The outbreak triggered a nationwide ban on livestock transports
Health and Safety Executive findings, given to the BBC, identified biosecurity lapses at the site.
It said the pipe, which runs from pharmaceutical firm Merial to a plant operated by a government-run lab, may have been damaged by tree roots.
Merial said it could not comment until the report was officially published.
It said it "cannot speculate on pipes or anything else".
It is believed the pipe may have been damaged by tree roots before flooding pushed virus traces to the surface.
It is not known how the virus found its way on to farmland a few miles away following the flooding on 20 July.
But the HSE investigation did establish that contractors working at Pirbright at the time travelled to and from the site using a country road adjoining the farmland where the first outbreak was detected in August.
A Merial spokesman said: "The report comes out on Friday. [Until] that comes out and we know what's what - and there's no way we'll know before then - we can't speculate."
The Department for Environment, Food and Rural Affairs (Defra) said it did not comment on leaked reports, but a spokeswoman said: "There are lessons for all of us to learn."

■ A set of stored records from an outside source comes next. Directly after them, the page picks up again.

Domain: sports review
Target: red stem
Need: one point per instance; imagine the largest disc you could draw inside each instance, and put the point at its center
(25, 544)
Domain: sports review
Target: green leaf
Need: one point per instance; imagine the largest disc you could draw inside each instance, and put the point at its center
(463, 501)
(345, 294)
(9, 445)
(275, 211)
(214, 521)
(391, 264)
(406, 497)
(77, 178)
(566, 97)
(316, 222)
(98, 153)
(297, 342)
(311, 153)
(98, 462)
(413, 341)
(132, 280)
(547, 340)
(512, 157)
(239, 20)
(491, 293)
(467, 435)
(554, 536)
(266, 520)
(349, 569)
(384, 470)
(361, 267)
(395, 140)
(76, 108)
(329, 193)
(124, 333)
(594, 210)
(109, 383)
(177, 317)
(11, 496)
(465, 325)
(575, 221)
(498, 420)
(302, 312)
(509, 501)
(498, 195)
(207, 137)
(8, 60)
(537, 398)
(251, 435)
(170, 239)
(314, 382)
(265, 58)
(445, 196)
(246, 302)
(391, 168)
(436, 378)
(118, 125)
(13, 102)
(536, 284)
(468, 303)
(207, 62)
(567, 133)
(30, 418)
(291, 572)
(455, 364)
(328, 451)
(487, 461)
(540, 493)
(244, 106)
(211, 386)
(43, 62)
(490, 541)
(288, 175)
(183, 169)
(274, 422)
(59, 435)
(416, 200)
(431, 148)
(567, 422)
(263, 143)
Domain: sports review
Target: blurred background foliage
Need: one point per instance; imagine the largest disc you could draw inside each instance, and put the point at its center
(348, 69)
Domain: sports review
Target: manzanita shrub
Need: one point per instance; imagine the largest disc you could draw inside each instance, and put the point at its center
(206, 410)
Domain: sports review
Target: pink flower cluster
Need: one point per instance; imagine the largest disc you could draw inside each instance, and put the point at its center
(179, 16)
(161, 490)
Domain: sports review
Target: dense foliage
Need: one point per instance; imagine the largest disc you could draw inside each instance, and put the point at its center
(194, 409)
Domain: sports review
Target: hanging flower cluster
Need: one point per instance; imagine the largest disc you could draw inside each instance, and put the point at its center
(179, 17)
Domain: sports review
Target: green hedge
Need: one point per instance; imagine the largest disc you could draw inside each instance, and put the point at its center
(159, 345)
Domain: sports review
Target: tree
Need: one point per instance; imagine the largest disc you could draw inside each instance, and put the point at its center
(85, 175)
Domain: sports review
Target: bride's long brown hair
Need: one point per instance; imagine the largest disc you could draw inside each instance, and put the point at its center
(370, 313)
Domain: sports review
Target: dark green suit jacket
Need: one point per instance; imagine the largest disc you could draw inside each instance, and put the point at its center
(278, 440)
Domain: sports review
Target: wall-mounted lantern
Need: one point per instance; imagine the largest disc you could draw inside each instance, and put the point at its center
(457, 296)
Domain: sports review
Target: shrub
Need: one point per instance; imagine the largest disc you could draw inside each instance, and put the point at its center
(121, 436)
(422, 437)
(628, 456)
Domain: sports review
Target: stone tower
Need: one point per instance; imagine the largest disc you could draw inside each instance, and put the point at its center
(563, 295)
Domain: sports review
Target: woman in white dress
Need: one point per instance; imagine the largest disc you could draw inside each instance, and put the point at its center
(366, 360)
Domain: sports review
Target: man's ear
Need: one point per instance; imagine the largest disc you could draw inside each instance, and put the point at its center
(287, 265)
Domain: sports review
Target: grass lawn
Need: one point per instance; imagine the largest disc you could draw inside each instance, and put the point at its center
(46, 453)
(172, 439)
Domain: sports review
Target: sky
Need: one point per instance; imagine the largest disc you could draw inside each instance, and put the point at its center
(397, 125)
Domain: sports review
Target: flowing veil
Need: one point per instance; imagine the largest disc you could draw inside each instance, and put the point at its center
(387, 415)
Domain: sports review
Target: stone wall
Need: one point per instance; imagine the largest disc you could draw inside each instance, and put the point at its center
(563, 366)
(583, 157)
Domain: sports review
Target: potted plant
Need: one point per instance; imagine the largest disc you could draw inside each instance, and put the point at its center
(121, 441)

The Pirbright lab complex is shared by the Institute for Animal Health (IAH), an international diagnostic laboratory, and the private pharmaceutical company Merial Animal Health.
Experts were sent to the Pirbright site after it emerged that the strain of disease being studied there was the same as the one that infected cattle at a farm in Guildford at the beginning of August.
The BBC understands that ongoing talks are taking place between Merial and the government about whose responsibility it is to maintain the pipe.
There is also concern that worries about the condition of the pipe escaped the notice of government inspectors who licensed the laboratories.
A broader investigation by leading scientist Professor Sir Brian Spratt has highlighted a lack of co-ordination in bio-security between Merial and the IAH.
The Defra spokeswoman said she would not comment on speculation about the investigations.
"These reports will be published in full on Friday alongside a statement of the further actions that the government will be taking in the light of these reports," she said.
Michael Jack, the Tory chairman of the Commons committee on environment, food and rural affairs, said he was alarmed by the apparent findings.
"I would have thought that on a sensitive site like Pirbright, biosecurity would have been addressed in terms of looking at every way in which material on the site comes in and leaves - whether it be by a lorry, people, pipes or any other means," he told BBC Radio 4's World At One.
"I think this report shows a disturbing - perhaps - lapse in investigating all the ways in which material went in and out of this particular site.''
The disease outbreak became apparent on 3 August in a herd of cattle kept by farmer Roger Pride in fields at Normandy, near Guildford.
A neighbouring herd at Woolford Farm tested positive a few days later.
Peter Kendall, president of the National Farmers' Union, said there must never be another outbreak.
"Farming has been dramatically affected. Our export markets [and] our movement of animals within the UK [have] been shut down for quite a long period of time."
He said he had talks with Prime Minister Gordon Brown on Wednesday.
"What I said to him, quite bluntly, was we must make sure that the investment takes place to make sure this never ever happens again to the farming industry," he said.